D'après le rapport de l'IHRNGO, ces cas recensés ne concernent que 13 provinces, alors que les manifestations de janvier ont touché l'ensemble des 31 provinces iraniennes. L'organisation souligne que le nombre réel de manifestants menacés d'exécution est probablement bien plus élevé.
La liste publiée comprend des personnes condamnées à mort en première instance. Si la Cour suprême a confirmé plusieurs verdicts, d'autres sont encore en attente de jugement définitif. Dans un certain nombre de cas, l'accusation formelle demeure non précisée.
L'IHRNGO a publié les noms, âges, lieux de détention et photographies de plusieurs détenus. Seuls cinq des cent cas ont été annoncés par les autorités de la République islamique ; les détails de deux autres cas ont été divulgués lors d'entretiens entre les avocats de la défense et les médias locaux.

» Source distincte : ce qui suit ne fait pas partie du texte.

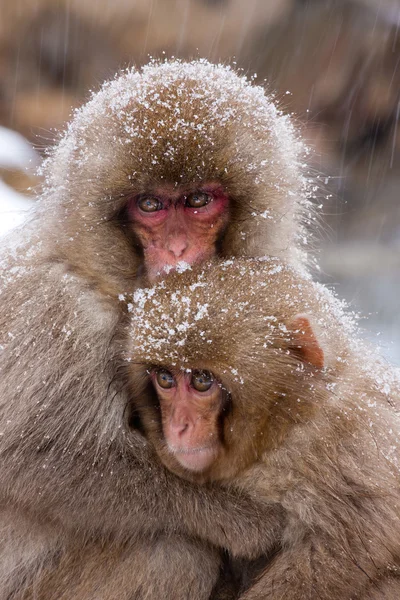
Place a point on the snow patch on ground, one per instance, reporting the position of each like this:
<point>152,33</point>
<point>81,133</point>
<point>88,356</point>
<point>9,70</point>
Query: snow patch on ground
<point>17,154</point>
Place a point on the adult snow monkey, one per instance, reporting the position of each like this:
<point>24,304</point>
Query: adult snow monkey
<point>175,163</point>
<point>246,372</point>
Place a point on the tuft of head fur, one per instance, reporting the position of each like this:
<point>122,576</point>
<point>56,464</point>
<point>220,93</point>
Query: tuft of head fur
<point>178,122</point>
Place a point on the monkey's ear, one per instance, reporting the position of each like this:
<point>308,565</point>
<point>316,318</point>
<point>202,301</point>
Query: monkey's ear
<point>305,342</point>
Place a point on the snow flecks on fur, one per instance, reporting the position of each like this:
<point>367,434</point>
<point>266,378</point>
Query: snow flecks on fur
<point>187,320</point>
<point>187,121</point>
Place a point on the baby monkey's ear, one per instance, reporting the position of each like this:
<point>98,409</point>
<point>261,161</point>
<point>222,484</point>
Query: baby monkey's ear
<point>305,342</point>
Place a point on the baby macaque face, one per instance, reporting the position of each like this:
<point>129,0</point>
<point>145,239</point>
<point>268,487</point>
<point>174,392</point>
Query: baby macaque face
<point>191,403</point>
<point>175,225</point>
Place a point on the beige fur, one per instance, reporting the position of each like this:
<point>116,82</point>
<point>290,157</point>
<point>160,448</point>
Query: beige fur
<point>322,443</point>
<point>76,479</point>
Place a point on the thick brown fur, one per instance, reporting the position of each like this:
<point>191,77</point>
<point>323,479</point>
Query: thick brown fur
<point>322,443</point>
<point>76,480</point>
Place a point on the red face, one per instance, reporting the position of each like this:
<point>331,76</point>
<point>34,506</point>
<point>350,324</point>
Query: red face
<point>175,226</point>
<point>190,407</point>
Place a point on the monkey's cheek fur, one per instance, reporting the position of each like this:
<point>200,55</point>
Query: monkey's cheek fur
<point>195,459</point>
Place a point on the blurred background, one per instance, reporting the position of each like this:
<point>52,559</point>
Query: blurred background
<point>333,63</point>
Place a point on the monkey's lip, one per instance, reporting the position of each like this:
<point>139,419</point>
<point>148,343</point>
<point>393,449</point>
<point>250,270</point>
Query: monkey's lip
<point>194,459</point>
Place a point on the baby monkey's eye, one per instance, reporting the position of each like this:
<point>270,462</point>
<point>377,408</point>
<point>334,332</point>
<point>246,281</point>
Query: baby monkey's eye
<point>198,200</point>
<point>202,380</point>
<point>165,379</point>
<point>149,204</point>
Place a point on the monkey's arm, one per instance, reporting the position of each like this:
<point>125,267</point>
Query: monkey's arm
<point>65,454</point>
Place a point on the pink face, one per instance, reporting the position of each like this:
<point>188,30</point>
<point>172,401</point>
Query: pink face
<point>175,226</point>
<point>190,407</point>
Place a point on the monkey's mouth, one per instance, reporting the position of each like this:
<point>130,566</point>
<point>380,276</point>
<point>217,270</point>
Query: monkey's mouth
<point>195,459</point>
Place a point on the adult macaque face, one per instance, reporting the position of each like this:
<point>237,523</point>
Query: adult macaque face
<point>191,403</point>
<point>175,225</point>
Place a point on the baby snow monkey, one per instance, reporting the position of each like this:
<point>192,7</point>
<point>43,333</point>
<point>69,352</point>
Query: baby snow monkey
<point>248,373</point>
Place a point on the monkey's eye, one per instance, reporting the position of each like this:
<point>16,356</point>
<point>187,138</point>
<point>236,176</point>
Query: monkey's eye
<point>198,200</point>
<point>202,380</point>
<point>149,204</point>
<point>165,379</point>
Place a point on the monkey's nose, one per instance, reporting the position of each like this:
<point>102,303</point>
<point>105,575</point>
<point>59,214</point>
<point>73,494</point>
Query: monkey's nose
<point>181,429</point>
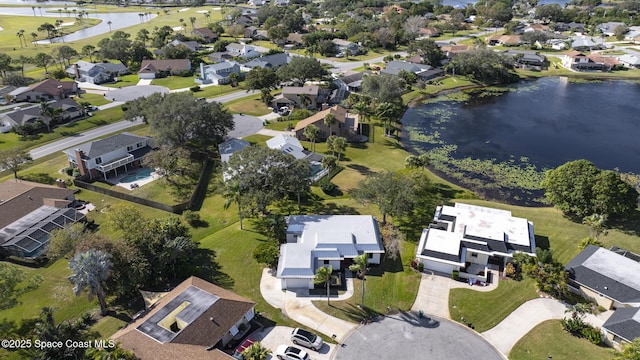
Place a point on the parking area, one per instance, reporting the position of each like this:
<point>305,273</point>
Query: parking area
<point>273,336</point>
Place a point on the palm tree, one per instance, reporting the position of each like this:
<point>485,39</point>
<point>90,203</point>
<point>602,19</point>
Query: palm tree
<point>233,193</point>
<point>359,266</point>
<point>312,133</point>
<point>324,275</point>
<point>329,120</point>
<point>90,269</point>
<point>255,352</point>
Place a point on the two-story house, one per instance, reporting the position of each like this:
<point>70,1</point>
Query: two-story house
<point>113,155</point>
<point>96,73</point>
<point>217,74</point>
<point>50,89</point>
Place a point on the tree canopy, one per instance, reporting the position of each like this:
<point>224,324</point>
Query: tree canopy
<point>181,121</point>
<point>580,188</point>
<point>267,175</point>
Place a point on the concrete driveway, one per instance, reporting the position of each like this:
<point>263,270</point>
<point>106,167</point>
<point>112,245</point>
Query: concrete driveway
<point>271,337</point>
<point>245,125</point>
<point>405,336</point>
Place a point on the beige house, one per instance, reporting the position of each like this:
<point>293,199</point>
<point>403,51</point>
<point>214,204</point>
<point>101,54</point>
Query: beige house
<point>346,123</point>
<point>195,320</point>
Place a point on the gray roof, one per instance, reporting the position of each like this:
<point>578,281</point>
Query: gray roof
<point>100,147</point>
<point>608,273</point>
<point>625,322</point>
<point>270,61</point>
<point>227,148</point>
<point>32,113</point>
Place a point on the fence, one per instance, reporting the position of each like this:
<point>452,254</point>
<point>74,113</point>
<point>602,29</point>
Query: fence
<point>177,209</point>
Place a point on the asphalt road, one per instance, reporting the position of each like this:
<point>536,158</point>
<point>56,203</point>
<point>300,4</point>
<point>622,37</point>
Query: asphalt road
<point>89,135</point>
<point>404,336</point>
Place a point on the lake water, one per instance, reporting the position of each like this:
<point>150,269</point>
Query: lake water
<point>536,125</point>
<point>118,20</point>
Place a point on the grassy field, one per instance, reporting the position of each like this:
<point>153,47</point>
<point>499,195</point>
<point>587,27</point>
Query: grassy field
<point>100,118</point>
<point>479,308</point>
<point>549,340</point>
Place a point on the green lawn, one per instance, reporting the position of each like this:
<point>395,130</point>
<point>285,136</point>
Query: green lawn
<point>392,283</point>
<point>250,106</point>
<point>549,340</point>
<point>486,309</point>
<point>102,117</point>
<point>124,80</point>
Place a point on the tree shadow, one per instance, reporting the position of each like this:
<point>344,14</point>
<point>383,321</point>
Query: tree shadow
<point>205,266</point>
<point>363,170</point>
<point>542,242</point>
<point>41,178</point>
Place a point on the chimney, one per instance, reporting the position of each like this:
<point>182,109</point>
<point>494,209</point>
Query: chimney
<point>60,183</point>
<point>81,166</point>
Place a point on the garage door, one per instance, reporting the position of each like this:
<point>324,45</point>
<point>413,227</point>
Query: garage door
<point>438,266</point>
<point>295,283</point>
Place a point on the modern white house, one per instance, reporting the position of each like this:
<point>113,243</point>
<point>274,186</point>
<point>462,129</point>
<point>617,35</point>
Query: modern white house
<point>314,241</point>
<point>472,239</point>
<point>110,156</point>
<point>218,74</point>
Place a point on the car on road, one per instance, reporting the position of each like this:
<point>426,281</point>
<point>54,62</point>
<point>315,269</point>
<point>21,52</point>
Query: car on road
<point>286,352</point>
<point>306,338</point>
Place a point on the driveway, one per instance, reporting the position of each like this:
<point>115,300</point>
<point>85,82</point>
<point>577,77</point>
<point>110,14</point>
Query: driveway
<point>271,337</point>
<point>405,336</point>
<point>245,125</point>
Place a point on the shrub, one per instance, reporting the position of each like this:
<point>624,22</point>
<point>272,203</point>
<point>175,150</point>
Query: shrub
<point>192,217</point>
<point>592,334</point>
<point>327,186</point>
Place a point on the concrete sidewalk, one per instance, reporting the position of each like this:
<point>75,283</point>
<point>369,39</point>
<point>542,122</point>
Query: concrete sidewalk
<point>299,307</point>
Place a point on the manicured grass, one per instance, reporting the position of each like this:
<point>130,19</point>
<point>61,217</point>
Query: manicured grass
<point>486,309</point>
<point>175,82</point>
<point>124,80</point>
<point>250,106</point>
<point>281,125</point>
<point>93,99</point>
<point>392,283</point>
<point>549,340</point>
<point>103,117</point>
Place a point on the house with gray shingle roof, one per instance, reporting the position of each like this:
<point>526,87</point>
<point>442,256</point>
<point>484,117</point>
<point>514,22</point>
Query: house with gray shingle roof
<point>608,278</point>
<point>96,73</point>
<point>424,72</point>
<point>110,156</point>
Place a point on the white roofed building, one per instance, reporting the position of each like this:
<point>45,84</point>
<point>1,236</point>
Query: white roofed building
<point>470,239</point>
<point>314,241</point>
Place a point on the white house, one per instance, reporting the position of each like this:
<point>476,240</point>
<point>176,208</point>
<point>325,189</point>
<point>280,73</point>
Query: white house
<point>470,239</point>
<point>217,74</point>
<point>288,145</point>
<point>112,155</point>
<point>314,241</point>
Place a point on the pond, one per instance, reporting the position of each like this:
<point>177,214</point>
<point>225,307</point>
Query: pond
<point>499,141</point>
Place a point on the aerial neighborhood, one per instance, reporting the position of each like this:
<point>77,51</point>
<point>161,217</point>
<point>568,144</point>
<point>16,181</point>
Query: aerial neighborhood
<point>295,180</point>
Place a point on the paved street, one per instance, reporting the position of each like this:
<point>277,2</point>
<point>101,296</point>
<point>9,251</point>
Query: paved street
<point>405,336</point>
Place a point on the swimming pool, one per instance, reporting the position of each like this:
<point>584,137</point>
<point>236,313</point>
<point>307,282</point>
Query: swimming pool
<point>140,175</point>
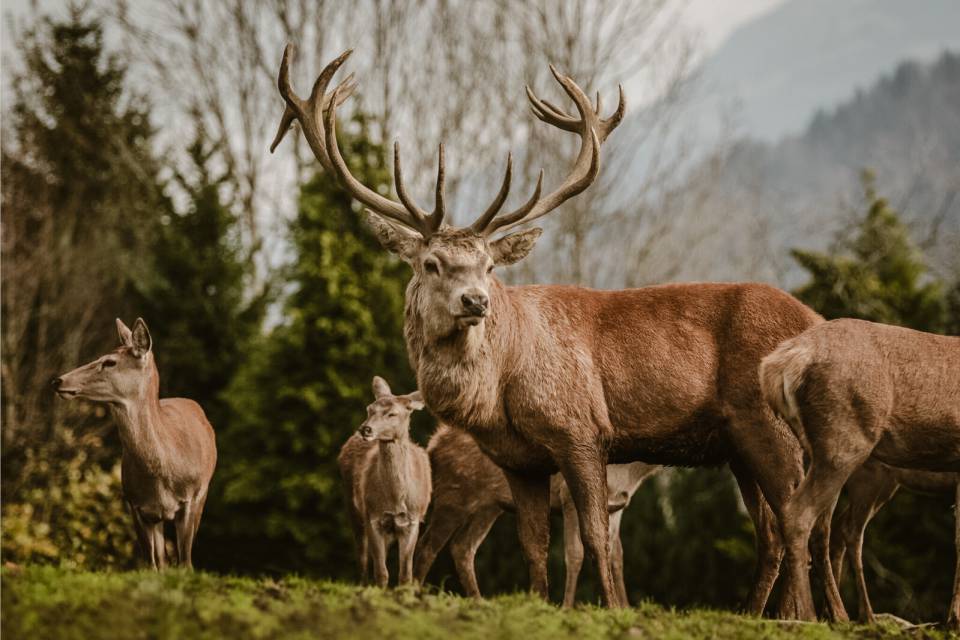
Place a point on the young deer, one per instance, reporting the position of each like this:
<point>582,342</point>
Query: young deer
<point>386,480</point>
<point>169,448</point>
<point>852,390</point>
<point>868,489</point>
<point>471,492</point>
<point>559,378</point>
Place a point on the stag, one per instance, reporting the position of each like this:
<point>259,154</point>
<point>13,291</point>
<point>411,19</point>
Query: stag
<point>471,492</point>
<point>851,390</point>
<point>169,449</point>
<point>868,489</point>
<point>386,479</point>
<point>563,378</point>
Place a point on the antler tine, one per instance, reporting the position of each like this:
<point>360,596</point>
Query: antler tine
<point>481,223</point>
<point>592,131</point>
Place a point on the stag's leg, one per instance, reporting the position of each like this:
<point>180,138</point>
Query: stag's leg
<point>572,549</point>
<point>465,543</point>
<point>406,543</point>
<point>183,522</point>
<point>531,495</point>
<point>616,557</point>
<point>769,546</point>
<point>586,476</point>
<point>444,521</point>
<point>953,619</point>
<point>820,548</point>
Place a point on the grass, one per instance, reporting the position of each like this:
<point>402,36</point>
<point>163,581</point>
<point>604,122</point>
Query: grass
<point>50,603</point>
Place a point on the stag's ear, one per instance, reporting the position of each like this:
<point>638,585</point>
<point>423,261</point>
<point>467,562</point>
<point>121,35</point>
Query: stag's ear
<point>380,388</point>
<point>514,247</point>
<point>140,338</point>
<point>126,337</point>
<point>394,238</point>
<point>415,401</point>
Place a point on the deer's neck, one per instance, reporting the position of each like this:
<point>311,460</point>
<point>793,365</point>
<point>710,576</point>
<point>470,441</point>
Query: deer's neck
<point>139,422</point>
<point>393,467</point>
<point>461,374</point>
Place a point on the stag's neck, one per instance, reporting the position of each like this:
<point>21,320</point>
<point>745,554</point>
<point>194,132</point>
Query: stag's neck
<point>139,422</point>
<point>461,372</point>
<point>393,467</point>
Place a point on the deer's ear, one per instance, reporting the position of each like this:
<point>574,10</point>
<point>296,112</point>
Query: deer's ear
<point>394,238</point>
<point>141,341</point>
<point>380,387</point>
<point>126,337</point>
<point>415,401</point>
<point>514,247</point>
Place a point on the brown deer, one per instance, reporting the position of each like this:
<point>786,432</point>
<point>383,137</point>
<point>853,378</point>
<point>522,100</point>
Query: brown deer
<point>868,489</point>
<point>471,492</point>
<point>387,482</point>
<point>562,378</point>
<point>169,448</point>
<point>852,390</point>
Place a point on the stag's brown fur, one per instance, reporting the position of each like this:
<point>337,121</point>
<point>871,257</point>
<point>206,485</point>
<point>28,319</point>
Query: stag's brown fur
<point>852,390</point>
<point>169,448</point>
<point>471,492</point>
<point>868,489</point>
<point>387,481</point>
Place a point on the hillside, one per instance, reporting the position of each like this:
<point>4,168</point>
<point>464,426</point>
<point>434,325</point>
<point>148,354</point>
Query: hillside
<point>51,603</point>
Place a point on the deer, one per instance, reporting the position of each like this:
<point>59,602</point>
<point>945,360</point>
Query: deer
<point>851,391</point>
<point>869,488</point>
<point>169,449</point>
<point>554,378</point>
<point>471,492</point>
<point>387,481</point>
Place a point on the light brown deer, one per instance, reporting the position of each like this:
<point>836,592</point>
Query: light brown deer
<point>550,378</point>
<point>169,448</point>
<point>868,489</point>
<point>471,492</point>
<point>852,390</point>
<point>387,482</point>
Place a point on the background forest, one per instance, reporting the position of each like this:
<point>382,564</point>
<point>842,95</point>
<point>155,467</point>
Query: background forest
<point>136,182</point>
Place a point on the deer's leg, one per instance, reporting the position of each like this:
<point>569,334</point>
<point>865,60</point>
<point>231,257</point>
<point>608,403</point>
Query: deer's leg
<point>378,554</point>
<point>586,476</point>
<point>572,548</point>
<point>769,547</point>
<point>465,543</point>
<point>406,544</point>
<point>183,522</point>
<point>531,495</point>
<point>444,521</point>
<point>616,557</point>
<point>953,618</point>
<point>820,549</point>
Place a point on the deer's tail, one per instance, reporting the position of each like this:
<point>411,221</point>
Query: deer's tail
<point>781,375</point>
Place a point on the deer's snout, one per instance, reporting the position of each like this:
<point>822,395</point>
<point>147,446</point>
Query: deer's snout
<point>475,303</point>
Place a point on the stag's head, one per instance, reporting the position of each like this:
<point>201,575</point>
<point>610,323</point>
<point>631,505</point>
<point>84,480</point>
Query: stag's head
<point>388,417</point>
<point>122,374</point>
<point>453,267</point>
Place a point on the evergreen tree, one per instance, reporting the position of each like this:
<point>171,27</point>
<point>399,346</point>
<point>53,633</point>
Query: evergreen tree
<point>304,389</point>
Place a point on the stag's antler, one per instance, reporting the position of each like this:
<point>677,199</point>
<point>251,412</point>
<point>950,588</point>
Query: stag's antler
<point>593,131</point>
<point>318,120</point>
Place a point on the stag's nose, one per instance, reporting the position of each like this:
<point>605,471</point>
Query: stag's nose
<point>475,303</point>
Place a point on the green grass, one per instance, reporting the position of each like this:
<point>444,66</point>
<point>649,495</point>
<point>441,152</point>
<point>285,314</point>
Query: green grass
<point>49,603</point>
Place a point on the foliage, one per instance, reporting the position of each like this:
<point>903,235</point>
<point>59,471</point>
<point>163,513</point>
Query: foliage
<point>877,273</point>
<point>48,603</point>
<point>303,390</point>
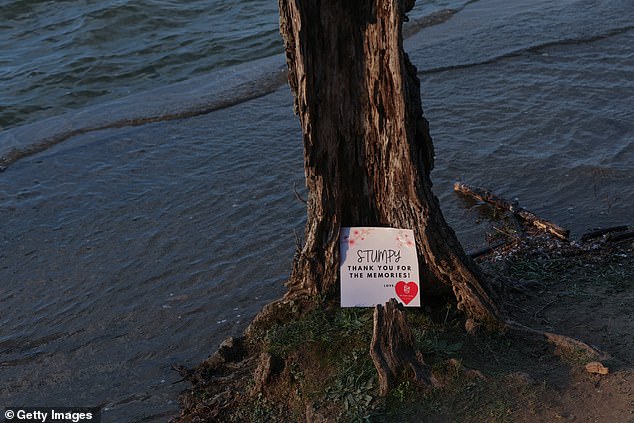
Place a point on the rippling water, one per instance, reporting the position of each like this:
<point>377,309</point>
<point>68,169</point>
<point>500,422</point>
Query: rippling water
<point>128,249</point>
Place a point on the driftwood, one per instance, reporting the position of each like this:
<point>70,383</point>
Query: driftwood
<point>527,216</point>
<point>392,348</point>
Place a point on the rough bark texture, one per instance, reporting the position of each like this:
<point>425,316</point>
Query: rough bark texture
<point>392,348</point>
<point>368,151</point>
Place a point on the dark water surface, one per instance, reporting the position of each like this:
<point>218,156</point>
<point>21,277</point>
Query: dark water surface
<point>128,250</point>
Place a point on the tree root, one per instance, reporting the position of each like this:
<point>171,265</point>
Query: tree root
<point>561,341</point>
<point>392,349</point>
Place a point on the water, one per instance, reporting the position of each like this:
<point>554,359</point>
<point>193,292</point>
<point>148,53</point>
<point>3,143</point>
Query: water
<point>128,249</point>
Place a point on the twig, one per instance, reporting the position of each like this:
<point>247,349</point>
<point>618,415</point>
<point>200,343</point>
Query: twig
<point>532,218</point>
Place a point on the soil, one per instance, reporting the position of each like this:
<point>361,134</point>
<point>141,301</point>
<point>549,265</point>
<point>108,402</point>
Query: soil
<point>298,365</point>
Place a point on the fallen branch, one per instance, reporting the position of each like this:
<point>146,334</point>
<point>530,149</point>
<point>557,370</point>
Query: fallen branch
<point>527,216</point>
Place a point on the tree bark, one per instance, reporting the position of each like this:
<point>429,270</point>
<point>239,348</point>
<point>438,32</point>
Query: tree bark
<point>392,349</point>
<point>368,152</point>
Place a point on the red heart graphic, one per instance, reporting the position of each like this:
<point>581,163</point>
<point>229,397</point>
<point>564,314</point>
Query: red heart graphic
<point>406,291</point>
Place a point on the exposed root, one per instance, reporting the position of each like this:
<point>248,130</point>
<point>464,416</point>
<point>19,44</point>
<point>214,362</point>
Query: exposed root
<point>392,349</point>
<point>561,341</point>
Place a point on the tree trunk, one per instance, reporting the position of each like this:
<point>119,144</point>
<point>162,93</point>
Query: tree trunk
<point>367,148</point>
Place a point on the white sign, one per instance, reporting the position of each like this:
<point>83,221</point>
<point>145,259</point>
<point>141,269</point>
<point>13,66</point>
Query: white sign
<point>378,264</point>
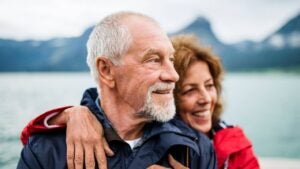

L'organisation a vérifié de manière indépendante 66 cas et a recueilli des données sur 27 autres par l'intermédiaire d'organisations partenaires de défense des droits humains, notant que le secret judiciaire et les pressions exercées sur les familles font que les données publiées ne représentent que le nombre minimal de cas identifiables.
Mahmood Amiry-Moghaddam, directeur d'Iran Human Rights, a déclaré que ces condamnations avaient été prononcées par des tribunaux révolutionnaires à l'issue de procédures ne respectant pas les normes minimales d'un procès équitable. Il a souligné que la torture et les mauvais traitements infligés pour extorquer des aveux forcés, ainsi que l'utilisation de ces aveux comme preuve unique dans les affaires capitales, constituant une pratique systématique en République islamique.
L'organisation a exhorté la communauté internationale, et en particulier les pays entretenant des relations diplomatiques avec la République islamique, à faire de l'arrêt immédiat des exécutions une revendication primordiale dans tous les échanges diplomatiques avec les responsables iraniens.
Le rapport souligne que les affaires de manifestants sont qualifiées d'infractions à la sécurité, privant systématiquement les accusées de l'accès à un avocat indépendant. La note relative à l'article 48 du Code de procédure pénale oblige les accusés, durant la phase d'instruction, à choisir leur représentation exclusivement parmi une liste d'avocats préalablement agréés par le chef du pouvoir judiciaire.
L'IHRNGO avait déjà alerté, le 16 mai 2026, sur le fait que le système judiciaire recourt à des avocats agréés par l'État pour accélérer les condamnations à mort et les exécutions. L'organisation a recensé des cas de menaces de mort contre des familles, de détentions de proches et de pressions exercées sur les familles des victimes pour les empêcher de parler.
Depuis le début des manifestations, les médias d'État diffusaient des aveux extorqués à des détenus avant même leur procès. Les organisations de défense des droits humains soulignent que la diffusion de tels aveux viole la présomption d'innocence et compromet le bon déroulement de la justice.
Selon les données de l'IHRNGO, la République islamique a exécuté 31 manifestations depuis le 19 mars 2026. Parmi eux, 29 ont été arrêtés en lien avec les manifestations de janvier, tandis que deux ont été détenus dans le cadre du mouvement « Femme, Vie, Liberté ».
Par ailleurs, 13 prisonniers politiques affiliés à des groupes d'opposition et 14 personnes accusées d'« espionnage » ou de « collaboration avec des États étrangers » ont été exécutés. L'organisation a déclaré que le nombre d'exécutions politiques dans un laps de temps aussi court est sans précédent depuis les années 1980.
Human Rights Watch et le Centre Abdorrahman Boroumand avaient précédemment confirmé dans un rapport conjoint que la République islamique exécute chaque semaine des opposants politiques et des manifestants à la suite de procès « manifestation inéquitable ».
Le rapport conjoint indique qu'entre le 19 mars et fin août 2026, au moins 59 hommes ont été exécutés sous de vagues accusations politiques et sécuritaires. Parmi eux, 29 avaient été arrêtés dans le cadre des manifestations de janvier, et cinq exécutions ont eu lieu publiquement.
Dans 16 des 29 affaires capitales liées aux manifestations, les autorités n'ont fait état d'aucune perte de vie. Dans plusieurs cas, le délai entre l'arrestation et l'exécution n'a été que de quelques semaines, ne laissant pas aux accusés le temps nécessaire pour préparer leur défense.